MERCED — While some administrators believe San Joaquin Valley school districts will fare well in Gov. Jerry Brown's proposed revision of state educational funding, others are nervously wondering what's in store.
Brown will unveil his new funding proposal today, which favors a weighted student formula for schools instead of the wide variety of categorical programs now funded.
RoseMary Parga Duran, Merced City School District superintendent, thinks her district will be OK with Brown's proposal. Because the district is within the economically disadvantaged valley and there are many students learning to speak English, it should be favored.
"We will fare fairly well," Duran said. "It will be fine and we will do OK," Duran said. "Just give me the money we need to run the district. It (the funding) needs to be fair to everyone."
Steve Gomes, Merced County superintendent of schools, said Brown's school funding proposal could have a tremendous impact on local educators and his office.
One of the categorical programs that the Merced County Office of Education operates is the Regional Occupational Program, which teaches skills to high school students in a number of vocational areas.
"There could be winners and losers," Gomes said. "Some categorical programs need to be redone, but he (Brown) needs to be thoughtful about it. We are operating right now with 20 percent less state revenue than we are entitled to."
Leonard Kahn, Merced Union High School District's assistant superintendent for business services, said Brown's initial proposal is just the opening whistle of the game.
"The devil is in the details," Kahn said. "It's too early to handicap if we will do better or worse.
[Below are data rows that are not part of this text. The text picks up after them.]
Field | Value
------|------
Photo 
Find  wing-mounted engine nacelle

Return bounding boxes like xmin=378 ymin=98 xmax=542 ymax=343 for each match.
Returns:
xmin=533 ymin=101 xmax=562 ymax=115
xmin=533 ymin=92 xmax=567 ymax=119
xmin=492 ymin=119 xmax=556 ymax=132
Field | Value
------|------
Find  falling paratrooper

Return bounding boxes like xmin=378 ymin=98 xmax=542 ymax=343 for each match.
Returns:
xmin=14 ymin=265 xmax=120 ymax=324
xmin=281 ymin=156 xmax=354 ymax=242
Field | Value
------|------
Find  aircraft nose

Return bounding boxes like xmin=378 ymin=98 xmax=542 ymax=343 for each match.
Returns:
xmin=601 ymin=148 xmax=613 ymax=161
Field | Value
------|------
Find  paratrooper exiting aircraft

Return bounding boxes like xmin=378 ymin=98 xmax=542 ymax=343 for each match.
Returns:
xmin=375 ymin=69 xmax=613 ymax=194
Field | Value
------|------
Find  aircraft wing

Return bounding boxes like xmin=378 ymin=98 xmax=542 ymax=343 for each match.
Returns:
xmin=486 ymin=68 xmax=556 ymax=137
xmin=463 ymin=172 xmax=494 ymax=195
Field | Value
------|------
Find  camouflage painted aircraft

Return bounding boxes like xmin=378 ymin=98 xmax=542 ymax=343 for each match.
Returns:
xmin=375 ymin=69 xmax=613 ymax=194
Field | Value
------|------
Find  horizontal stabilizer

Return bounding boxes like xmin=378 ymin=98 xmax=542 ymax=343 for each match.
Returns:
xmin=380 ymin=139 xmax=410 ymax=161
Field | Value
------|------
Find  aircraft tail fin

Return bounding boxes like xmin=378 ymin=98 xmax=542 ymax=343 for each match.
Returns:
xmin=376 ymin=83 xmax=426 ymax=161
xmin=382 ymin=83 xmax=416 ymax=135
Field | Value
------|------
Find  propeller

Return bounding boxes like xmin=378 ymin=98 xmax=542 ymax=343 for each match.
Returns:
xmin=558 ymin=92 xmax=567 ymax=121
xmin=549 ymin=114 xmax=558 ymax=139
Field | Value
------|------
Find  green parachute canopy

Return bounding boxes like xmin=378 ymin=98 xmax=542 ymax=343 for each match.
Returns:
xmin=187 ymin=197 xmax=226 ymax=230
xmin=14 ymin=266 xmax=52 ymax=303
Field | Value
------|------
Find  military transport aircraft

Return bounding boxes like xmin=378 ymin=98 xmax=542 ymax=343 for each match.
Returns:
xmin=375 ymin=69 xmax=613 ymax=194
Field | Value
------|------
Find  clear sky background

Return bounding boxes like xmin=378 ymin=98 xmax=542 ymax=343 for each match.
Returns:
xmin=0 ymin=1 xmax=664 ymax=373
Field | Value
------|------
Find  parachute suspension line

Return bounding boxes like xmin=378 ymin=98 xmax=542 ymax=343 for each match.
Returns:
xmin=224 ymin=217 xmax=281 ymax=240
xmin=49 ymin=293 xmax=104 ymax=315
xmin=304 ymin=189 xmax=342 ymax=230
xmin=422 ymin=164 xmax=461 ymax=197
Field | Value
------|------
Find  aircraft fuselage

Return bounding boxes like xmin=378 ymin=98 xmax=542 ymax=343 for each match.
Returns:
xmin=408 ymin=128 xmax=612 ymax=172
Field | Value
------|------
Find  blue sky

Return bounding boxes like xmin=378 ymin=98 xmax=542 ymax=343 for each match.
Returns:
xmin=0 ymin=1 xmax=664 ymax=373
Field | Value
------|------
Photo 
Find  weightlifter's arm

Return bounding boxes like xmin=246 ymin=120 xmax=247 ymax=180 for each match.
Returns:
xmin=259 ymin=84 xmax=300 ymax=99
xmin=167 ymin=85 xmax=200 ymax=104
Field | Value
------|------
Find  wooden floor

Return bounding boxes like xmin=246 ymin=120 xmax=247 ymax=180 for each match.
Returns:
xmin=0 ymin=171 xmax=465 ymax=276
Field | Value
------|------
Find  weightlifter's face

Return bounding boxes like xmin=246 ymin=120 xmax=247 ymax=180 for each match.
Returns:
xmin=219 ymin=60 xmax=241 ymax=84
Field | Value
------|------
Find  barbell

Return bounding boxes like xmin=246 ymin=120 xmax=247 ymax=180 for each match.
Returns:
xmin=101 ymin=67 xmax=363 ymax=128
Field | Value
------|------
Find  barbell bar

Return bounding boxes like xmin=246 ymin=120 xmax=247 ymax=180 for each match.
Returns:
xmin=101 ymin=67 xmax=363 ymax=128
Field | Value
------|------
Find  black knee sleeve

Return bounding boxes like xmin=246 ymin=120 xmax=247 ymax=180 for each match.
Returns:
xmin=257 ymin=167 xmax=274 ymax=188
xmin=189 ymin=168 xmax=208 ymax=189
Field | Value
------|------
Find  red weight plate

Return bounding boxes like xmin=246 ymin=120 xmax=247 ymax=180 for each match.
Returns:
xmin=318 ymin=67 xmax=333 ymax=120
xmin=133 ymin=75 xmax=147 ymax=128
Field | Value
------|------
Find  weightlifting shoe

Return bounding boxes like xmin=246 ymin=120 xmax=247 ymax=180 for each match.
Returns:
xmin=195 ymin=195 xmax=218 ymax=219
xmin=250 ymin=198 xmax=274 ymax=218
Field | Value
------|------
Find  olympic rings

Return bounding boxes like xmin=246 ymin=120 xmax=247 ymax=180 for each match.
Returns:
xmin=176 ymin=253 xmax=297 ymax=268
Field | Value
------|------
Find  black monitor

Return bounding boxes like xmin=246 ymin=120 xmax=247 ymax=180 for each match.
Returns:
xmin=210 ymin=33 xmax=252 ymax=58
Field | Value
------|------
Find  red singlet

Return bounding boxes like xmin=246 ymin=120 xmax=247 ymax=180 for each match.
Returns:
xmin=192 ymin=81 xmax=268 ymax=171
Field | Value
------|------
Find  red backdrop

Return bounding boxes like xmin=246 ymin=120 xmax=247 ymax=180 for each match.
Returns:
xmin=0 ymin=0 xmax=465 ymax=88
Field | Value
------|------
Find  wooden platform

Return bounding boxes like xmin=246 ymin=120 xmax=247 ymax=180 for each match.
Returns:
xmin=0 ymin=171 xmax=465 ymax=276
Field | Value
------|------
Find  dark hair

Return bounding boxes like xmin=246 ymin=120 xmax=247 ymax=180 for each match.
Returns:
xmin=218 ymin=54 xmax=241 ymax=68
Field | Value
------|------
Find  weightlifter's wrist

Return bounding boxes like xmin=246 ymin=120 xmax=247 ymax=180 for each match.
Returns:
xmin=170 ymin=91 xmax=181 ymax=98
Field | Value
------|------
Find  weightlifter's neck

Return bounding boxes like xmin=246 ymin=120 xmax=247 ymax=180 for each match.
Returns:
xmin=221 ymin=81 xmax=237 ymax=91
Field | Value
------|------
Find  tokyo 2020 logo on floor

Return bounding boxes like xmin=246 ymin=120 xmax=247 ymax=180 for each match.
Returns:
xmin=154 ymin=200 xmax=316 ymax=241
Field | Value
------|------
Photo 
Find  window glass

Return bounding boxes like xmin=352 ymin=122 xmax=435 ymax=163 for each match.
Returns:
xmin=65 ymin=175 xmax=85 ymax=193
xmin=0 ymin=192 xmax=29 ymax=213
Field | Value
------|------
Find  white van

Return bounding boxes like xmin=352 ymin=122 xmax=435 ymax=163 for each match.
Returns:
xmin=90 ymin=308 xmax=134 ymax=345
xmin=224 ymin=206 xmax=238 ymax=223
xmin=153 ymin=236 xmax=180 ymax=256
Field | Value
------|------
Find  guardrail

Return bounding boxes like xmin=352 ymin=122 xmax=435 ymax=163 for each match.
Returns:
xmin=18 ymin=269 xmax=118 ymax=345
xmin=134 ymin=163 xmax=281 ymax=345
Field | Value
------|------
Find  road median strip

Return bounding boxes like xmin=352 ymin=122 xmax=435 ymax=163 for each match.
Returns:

I like the simple and basic idea generally, to take it back to the base revenue limit."
Kahn's boss, Superintendent Scott Scambray, is waiting to see what is proposed and hasn't heard enough about local implications of Brown's budget proposals.
Greg Spicer, associate superintendent of administrative services for the city school district, said it's hard to know where his district stands, but it seems as if the San Joaquin Valley would do at least as well under Brown's proposal as it is currently faring.
"Significant changes make people nervous and uncomfortable," Spicer said. "We are all anxious to see what it (Brown's proposal) looks like and it will be interesting to see how it plays out."
Spicer believes Brown's funding changes will be phased in over several years. He said the governor proposed these controversial changes a year ago but withdrew them so they wouldn't detract from passage of the Proposition 30 sales tax measure at the polls last November.
With a super-majority in the Democrat-controlled state Legislature, Spicer said, the governor will be able to push through his reforms. Spicer, Duran and chief fiscal officer Katherine Weimer will attend a Sacramento workshop Tuesday led by School Services of California outlining the educational funding picture for the next school year.
"With high poverty and such a depressed economy, the weighted formula tends to benefit school districts with higher numbers," Spicer said.
Melinda Hennes, Atwater Elementary School District superintendent, said it is admirable that legislators seem willing to concede that a higher level of funding is necessary to educate students living in poverty and students struggling to learn English at the same time they are learning grade-level standards.
"The lack of equitable funding has been a challenge for many, many years," Hennes said. "Aside from the reality that schools have not been provided with cost-of-living adjustments for a number of years, the simple 'buy-down' and eventual elimination of cash deferrals would prove to be of great benefit to all public school districts."
Operating school systems with money that is "owed and not paid" prevents the full implementation of student programs as students advance through the grades, Hennes said.